"Death!" said Lluellyn Lys.


CHAPTER V

THE POURING

Lluellyn Lys lived in a cottage on the side of the mountain where Joseph had first been taken to meet him. His small income was enough for his almost incredibly simple wants, and an ancient widow woman who loved and reverenced him more than anything else in the world kept the cottage for him, milked the cow, and did such frugal cooking as was necessary.

Lluellyn was known far and wide in that part of Wales. The miners, the small crofting farmers, and the scattered shepherds revered and honored the mysterious "Teacher" as men of God, were revered in the old times.

His influence was very great in the surrounding mining villages; he had been able to do what sometimes even the parish priests had tried in vain. The drunkard, the man of a foul and blasphemous tongue, loose-livers and gamblers, had become sober and God-fearing folk, with their hearts set upon the Eternal Light.

No one knew when the tall ascetic figure would appear among them with a strange appropriateness. It was said that he possessed the gift of second sight, and many extraordinary stories were told of him.

His sermons were wonderful in their directness and force, their strange magnetic power. He had a mysterious knowledge of men's hearts, and would often make a personal appeal to some sinner who had stayed to hear him—an appeal full of such accurate and intimate knowledge of his listener's inner life and secret actions that it appeared miraculous.

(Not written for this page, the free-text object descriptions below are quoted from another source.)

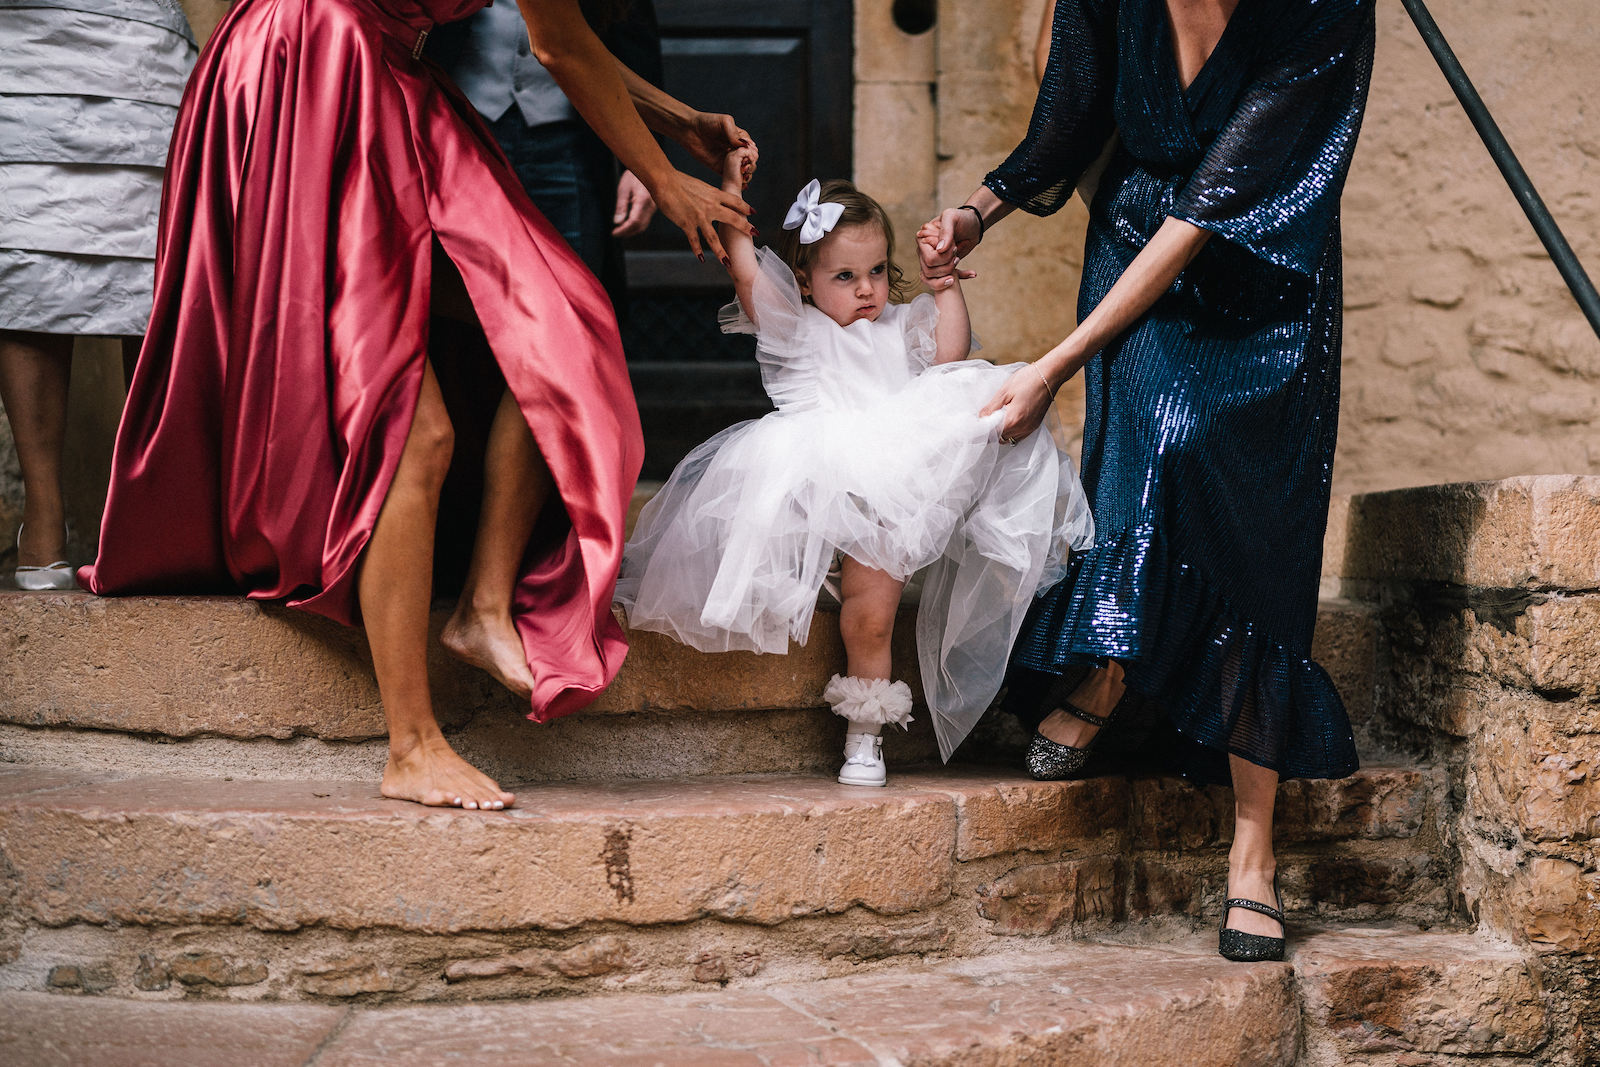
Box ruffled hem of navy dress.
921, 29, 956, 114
1008, 521, 1358, 784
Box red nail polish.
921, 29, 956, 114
751, 227, 761, 238
721, 256, 731, 268
697, 253, 705, 262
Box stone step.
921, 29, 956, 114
0, 929, 1547, 1066
0, 765, 1450, 1002
1292, 927, 1553, 1063
0, 591, 1375, 782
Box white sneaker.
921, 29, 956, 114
837, 731, 886, 787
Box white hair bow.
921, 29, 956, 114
783, 179, 845, 245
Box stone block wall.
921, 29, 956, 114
1338, 0, 1600, 494
1331, 475, 1600, 1063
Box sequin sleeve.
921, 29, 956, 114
718, 246, 820, 411
1170, 0, 1376, 275
982, 0, 1118, 217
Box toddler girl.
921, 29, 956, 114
616, 154, 1093, 784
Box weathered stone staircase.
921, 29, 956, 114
1, 476, 1594, 1064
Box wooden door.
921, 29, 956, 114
620, 0, 853, 479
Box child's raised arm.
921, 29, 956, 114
717, 147, 761, 325
919, 232, 973, 364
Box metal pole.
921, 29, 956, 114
1399, 0, 1600, 340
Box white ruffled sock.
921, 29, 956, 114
823, 675, 914, 732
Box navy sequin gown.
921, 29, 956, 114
994, 0, 1375, 783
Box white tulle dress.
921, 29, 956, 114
615, 248, 1095, 758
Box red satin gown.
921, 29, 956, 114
81, 0, 645, 721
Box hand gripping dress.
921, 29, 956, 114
994, 0, 1375, 782
617, 248, 1095, 758
80, 0, 644, 721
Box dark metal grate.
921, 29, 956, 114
620, 293, 757, 363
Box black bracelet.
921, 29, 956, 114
958, 203, 985, 239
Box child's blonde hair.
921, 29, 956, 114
775, 179, 912, 304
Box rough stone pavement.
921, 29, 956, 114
0, 942, 1299, 1067
1, 927, 1550, 1066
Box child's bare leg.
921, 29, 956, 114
366, 363, 514, 810
836, 556, 906, 732
838, 557, 904, 674
440, 388, 550, 699
831, 557, 909, 787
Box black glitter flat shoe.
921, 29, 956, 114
1218, 876, 1286, 962
1025, 700, 1116, 781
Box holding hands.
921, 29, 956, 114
917, 201, 1056, 443
916, 208, 981, 290
648, 112, 758, 265
682, 111, 758, 176
648, 118, 757, 266
723, 143, 758, 190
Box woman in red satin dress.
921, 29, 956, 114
81, 0, 757, 809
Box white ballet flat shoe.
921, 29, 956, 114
13, 524, 76, 591
837, 731, 887, 787
15, 561, 77, 591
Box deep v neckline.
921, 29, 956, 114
1160, 0, 1252, 98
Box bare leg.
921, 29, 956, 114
0, 330, 74, 565
440, 388, 552, 698
1038, 659, 1126, 746
366, 362, 514, 810
837, 556, 906, 735
1224, 755, 1282, 937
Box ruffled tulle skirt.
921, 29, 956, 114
617, 359, 1094, 759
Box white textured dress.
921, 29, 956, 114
616, 248, 1095, 758
0, 0, 197, 335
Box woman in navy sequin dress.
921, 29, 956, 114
920, 0, 1374, 960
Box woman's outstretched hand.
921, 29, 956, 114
681, 111, 758, 176
981, 364, 1057, 443
652, 171, 754, 265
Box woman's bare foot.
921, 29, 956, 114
381, 732, 515, 810
441, 604, 536, 699
1039, 660, 1126, 746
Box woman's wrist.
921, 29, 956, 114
958, 204, 985, 243
1036, 342, 1083, 393
632, 149, 680, 196
1028, 362, 1057, 398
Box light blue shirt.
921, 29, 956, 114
445, 3, 576, 127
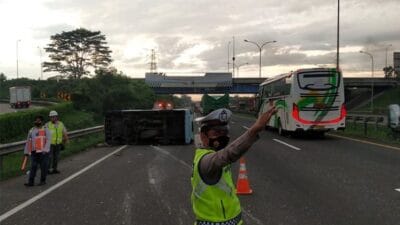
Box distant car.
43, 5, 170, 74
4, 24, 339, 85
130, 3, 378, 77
388, 104, 400, 131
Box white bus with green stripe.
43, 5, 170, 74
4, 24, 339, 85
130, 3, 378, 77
257, 68, 346, 136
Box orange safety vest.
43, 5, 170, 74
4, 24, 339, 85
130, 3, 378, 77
28, 128, 47, 153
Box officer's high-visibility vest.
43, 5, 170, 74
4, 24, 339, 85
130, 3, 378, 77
47, 121, 64, 145
191, 149, 242, 225
28, 128, 47, 153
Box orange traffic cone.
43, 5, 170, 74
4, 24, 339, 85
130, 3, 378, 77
236, 157, 253, 195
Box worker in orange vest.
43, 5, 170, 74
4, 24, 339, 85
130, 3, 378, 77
23, 115, 52, 187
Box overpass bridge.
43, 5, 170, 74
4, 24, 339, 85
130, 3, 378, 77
138, 73, 399, 94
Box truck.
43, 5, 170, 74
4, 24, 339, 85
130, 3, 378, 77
9, 86, 31, 108
388, 104, 400, 132
201, 93, 229, 115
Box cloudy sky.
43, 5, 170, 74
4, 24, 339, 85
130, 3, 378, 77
0, 0, 399, 80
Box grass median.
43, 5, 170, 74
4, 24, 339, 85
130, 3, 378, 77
332, 123, 400, 146
0, 132, 104, 181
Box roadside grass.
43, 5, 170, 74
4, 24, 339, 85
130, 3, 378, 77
0, 133, 104, 181
2, 109, 101, 144
332, 123, 400, 146
351, 87, 400, 115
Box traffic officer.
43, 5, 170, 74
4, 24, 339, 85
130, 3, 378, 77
46, 110, 68, 174
191, 107, 277, 225
24, 115, 51, 186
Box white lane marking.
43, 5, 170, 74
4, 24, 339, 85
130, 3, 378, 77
231, 121, 236, 124
242, 125, 250, 130
328, 133, 400, 151
273, 138, 301, 151
150, 145, 191, 169
0, 145, 128, 223
151, 145, 263, 224
395, 188, 400, 193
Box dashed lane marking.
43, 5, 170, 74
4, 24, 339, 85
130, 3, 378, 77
395, 188, 400, 193
150, 145, 264, 225
273, 138, 301, 151
242, 125, 250, 130
0, 145, 128, 223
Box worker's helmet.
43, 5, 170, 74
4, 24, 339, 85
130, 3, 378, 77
49, 110, 58, 117
195, 108, 232, 132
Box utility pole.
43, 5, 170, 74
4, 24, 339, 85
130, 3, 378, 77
232, 36, 236, 77
16, 40, 21, 79
227, 41, 231, 72
385, 44, 392, 68
149, 49, 157, 73
336, 0, 340, 70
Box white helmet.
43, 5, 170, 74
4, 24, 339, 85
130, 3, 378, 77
195, 108, 232, 127
49, 110, 58, 117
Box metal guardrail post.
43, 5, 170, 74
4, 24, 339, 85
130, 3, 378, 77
364, 121, 368, 136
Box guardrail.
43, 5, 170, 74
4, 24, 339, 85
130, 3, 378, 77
346, 114, 387, 125
0, 125, 104, 171
346, 114, 388, 135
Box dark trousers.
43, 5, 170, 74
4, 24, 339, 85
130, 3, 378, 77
28, 152, 49, 184
49, 144, 61, 171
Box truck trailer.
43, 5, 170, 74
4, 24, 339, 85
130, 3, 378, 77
9, 86, 31, 108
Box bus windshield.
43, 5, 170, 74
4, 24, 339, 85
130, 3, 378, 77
297, 71, 340, 91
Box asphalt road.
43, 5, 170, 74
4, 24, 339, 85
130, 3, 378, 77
1, 115, 399, 225
0, 103, 42, 114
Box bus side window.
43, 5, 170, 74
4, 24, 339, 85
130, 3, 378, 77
263, 85, 271, 98
284, 77, 292, 95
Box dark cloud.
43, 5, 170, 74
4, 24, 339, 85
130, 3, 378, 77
30, 0, 400, 76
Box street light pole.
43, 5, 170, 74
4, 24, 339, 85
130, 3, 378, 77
337, 0, 340, 70
360, 50, 374, 112
244, 39, 276, 78
235, 62, 248, 78
16, 40, 21, 79
38, 46, 43, 80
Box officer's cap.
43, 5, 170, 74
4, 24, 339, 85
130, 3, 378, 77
195, 108, 232, 128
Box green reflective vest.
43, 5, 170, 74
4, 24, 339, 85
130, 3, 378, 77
191, 148, 242, 224
46, 121, 64, 145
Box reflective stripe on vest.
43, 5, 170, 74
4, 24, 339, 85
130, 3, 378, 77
29, 128, 46, 153
191, 149, 242, 224
196, 213, 242, 225
47, 122, 64, 144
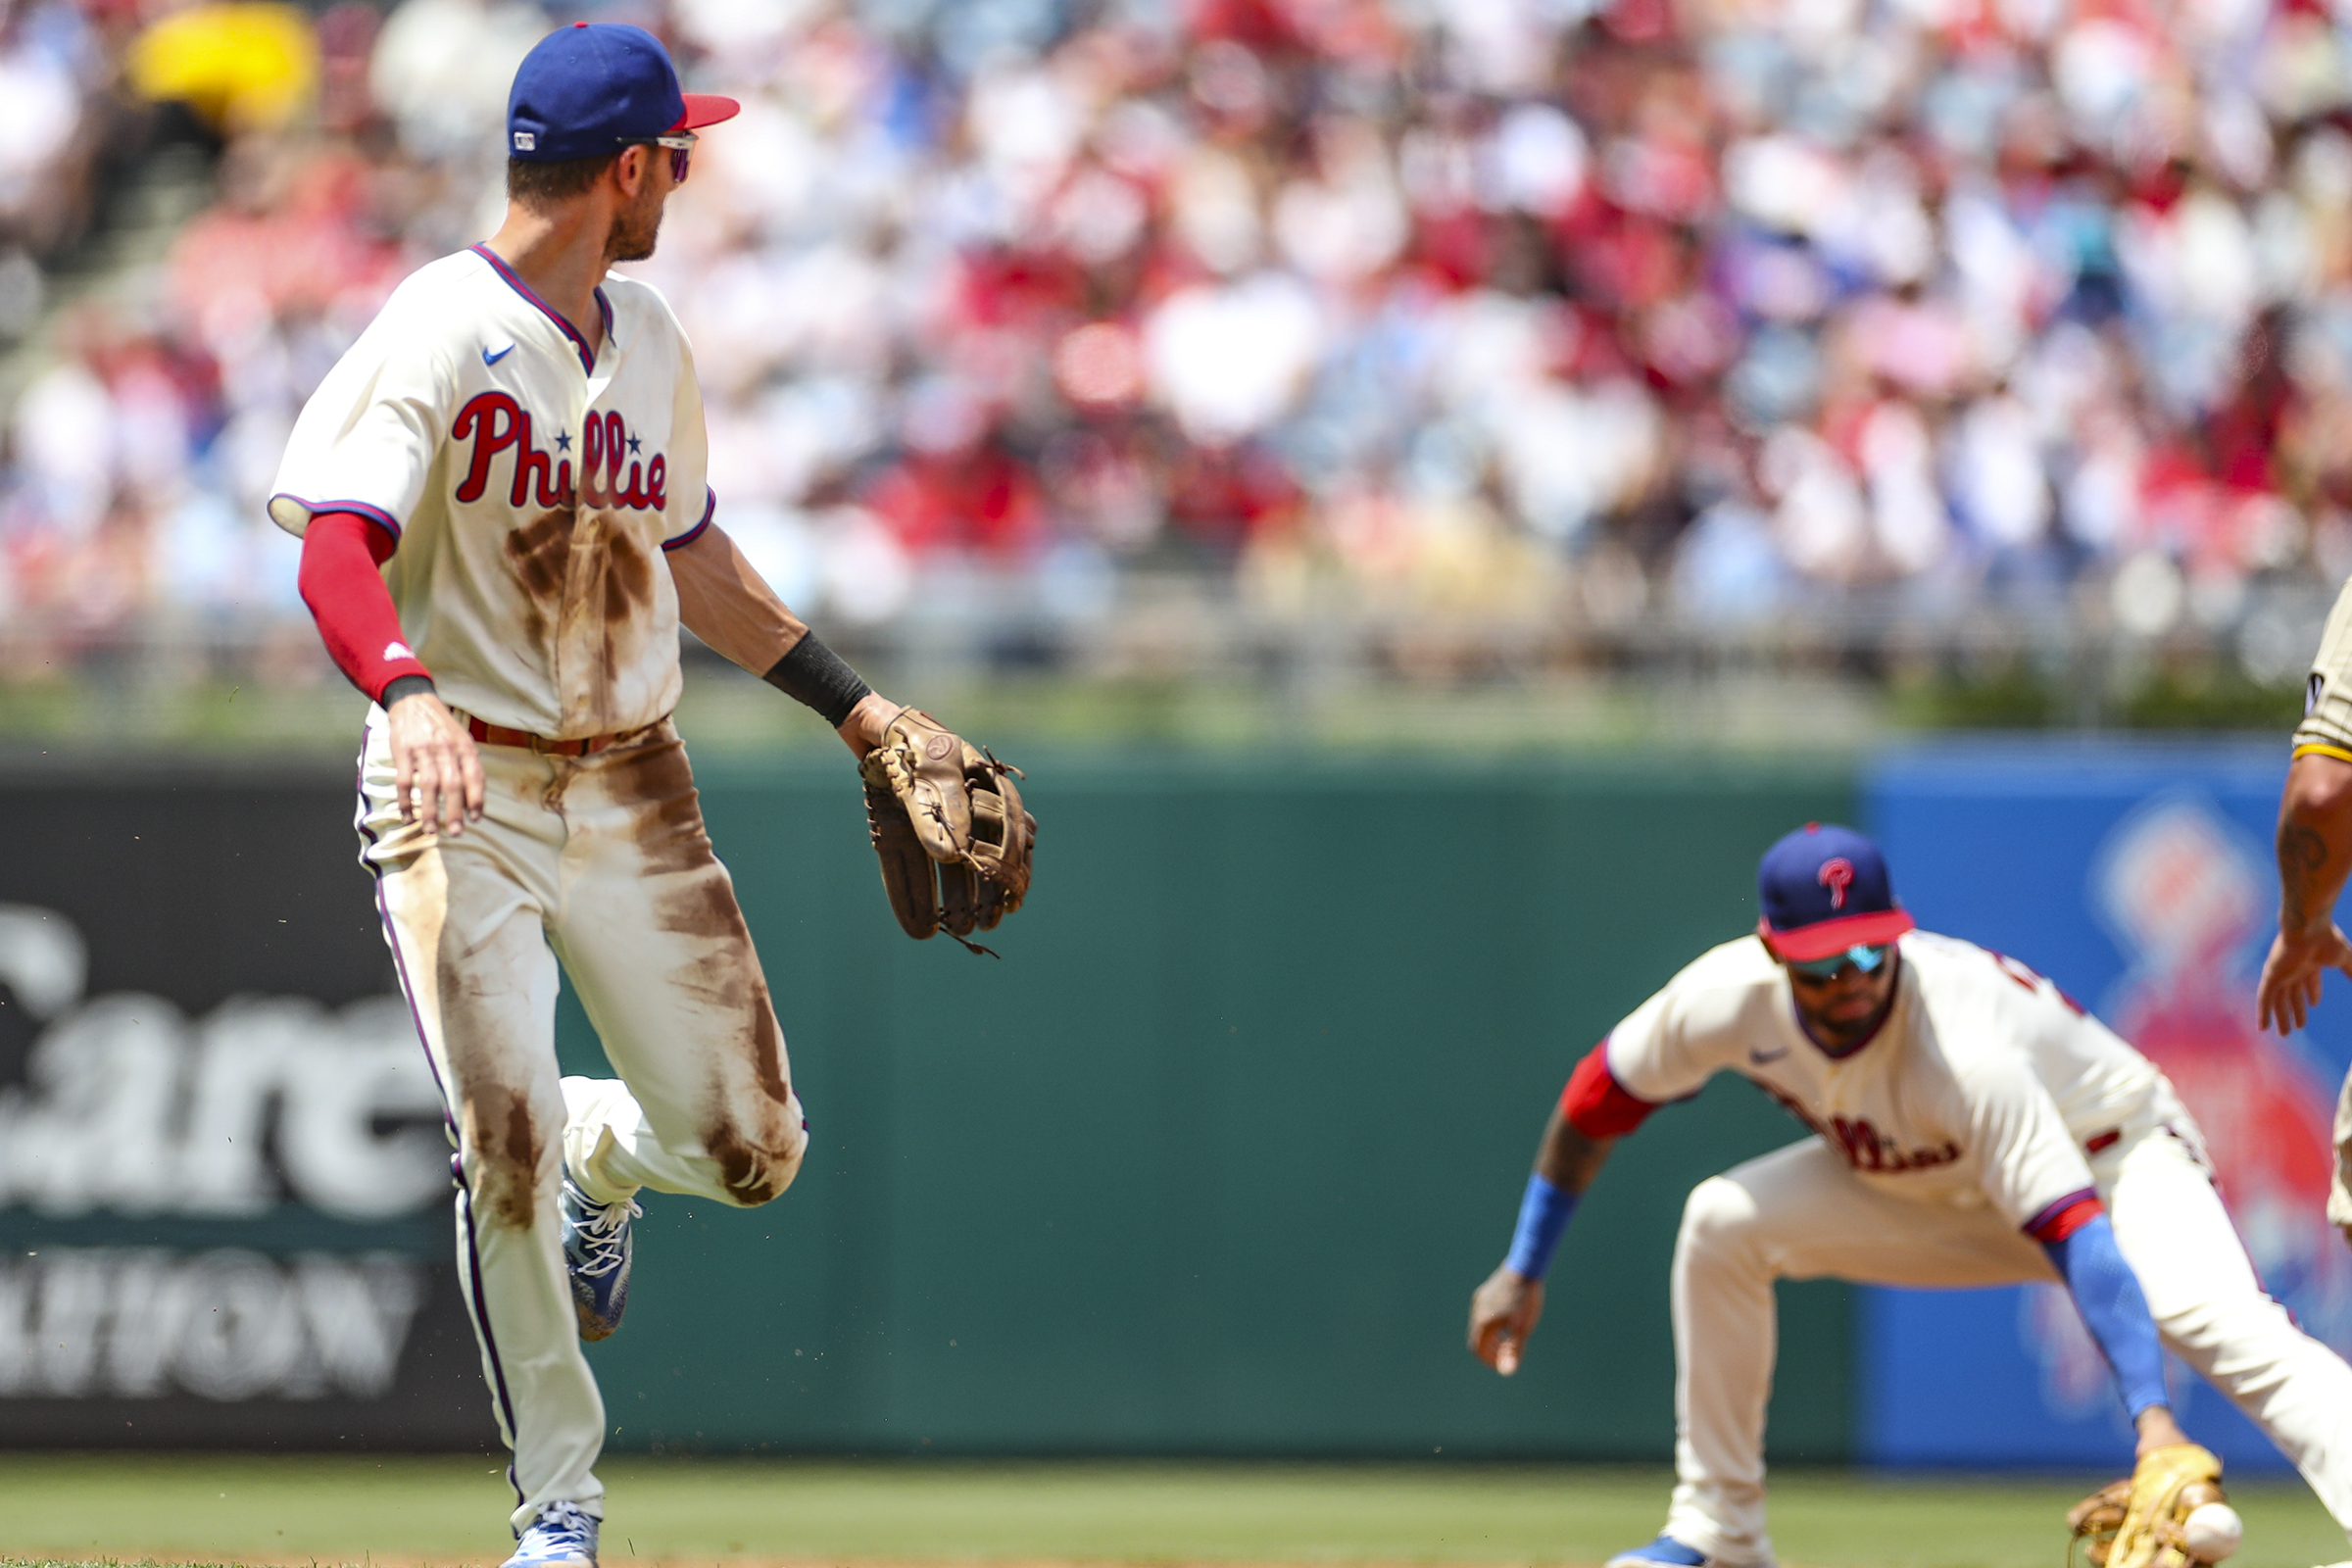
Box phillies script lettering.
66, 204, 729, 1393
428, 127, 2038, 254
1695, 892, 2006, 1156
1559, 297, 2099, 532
452, 394, 666, 512
1829, 1116, 1960, 1172
1761, 1084, 1962, 1173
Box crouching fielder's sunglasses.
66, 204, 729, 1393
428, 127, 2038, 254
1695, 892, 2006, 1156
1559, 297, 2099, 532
1785, 942, 1893, 982
652, 131, 696, 182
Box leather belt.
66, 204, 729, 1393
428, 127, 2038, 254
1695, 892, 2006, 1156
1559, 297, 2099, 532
461, 714, 638, 758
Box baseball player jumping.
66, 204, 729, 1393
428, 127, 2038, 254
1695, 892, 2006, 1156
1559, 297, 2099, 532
268, 24, 1010, 1567
2255, 597, 2352, 1250
1469, 824, 2352, 1568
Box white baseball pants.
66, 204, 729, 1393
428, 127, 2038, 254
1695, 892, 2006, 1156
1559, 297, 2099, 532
357, 710, 808, 1534
1663, 1124, 2352, 1566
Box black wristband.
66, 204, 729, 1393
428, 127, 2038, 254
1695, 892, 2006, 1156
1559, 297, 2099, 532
762, 633, 872, 729
381, 674, 436, 707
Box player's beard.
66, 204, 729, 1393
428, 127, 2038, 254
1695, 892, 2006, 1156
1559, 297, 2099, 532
606, 187, 665, 265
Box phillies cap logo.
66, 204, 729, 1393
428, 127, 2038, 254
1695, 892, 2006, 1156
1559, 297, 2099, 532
1818, 858, 1855, 909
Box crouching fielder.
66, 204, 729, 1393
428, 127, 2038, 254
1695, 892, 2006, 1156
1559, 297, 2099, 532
1468, 824, 2352, 1568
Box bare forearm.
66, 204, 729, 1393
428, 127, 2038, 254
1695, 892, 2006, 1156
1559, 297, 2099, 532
668, 523, 809, 675
2278, 754, 2352, 935
2280, 823, 2346, 936
1534, 1104, 1616, 1195
669, 522, 891, 752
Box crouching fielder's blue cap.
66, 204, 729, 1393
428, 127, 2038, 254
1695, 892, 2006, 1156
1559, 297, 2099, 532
1755, 822, 1915, 961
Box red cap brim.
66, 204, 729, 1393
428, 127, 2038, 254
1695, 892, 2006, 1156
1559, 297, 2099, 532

And in addition to this power of divination, it was whispered that the Teacher possessed the power of healing, that his touch had raised the sick from couches of pain. It was certain that several people who had been regarded as at death's door had recovered with singular rapidity after Lluellyn had paid them one or two visits. But in every case the folk who had got well refused to speak of their experiences, though it was remarked that their devotion to the recluse became almost passionate.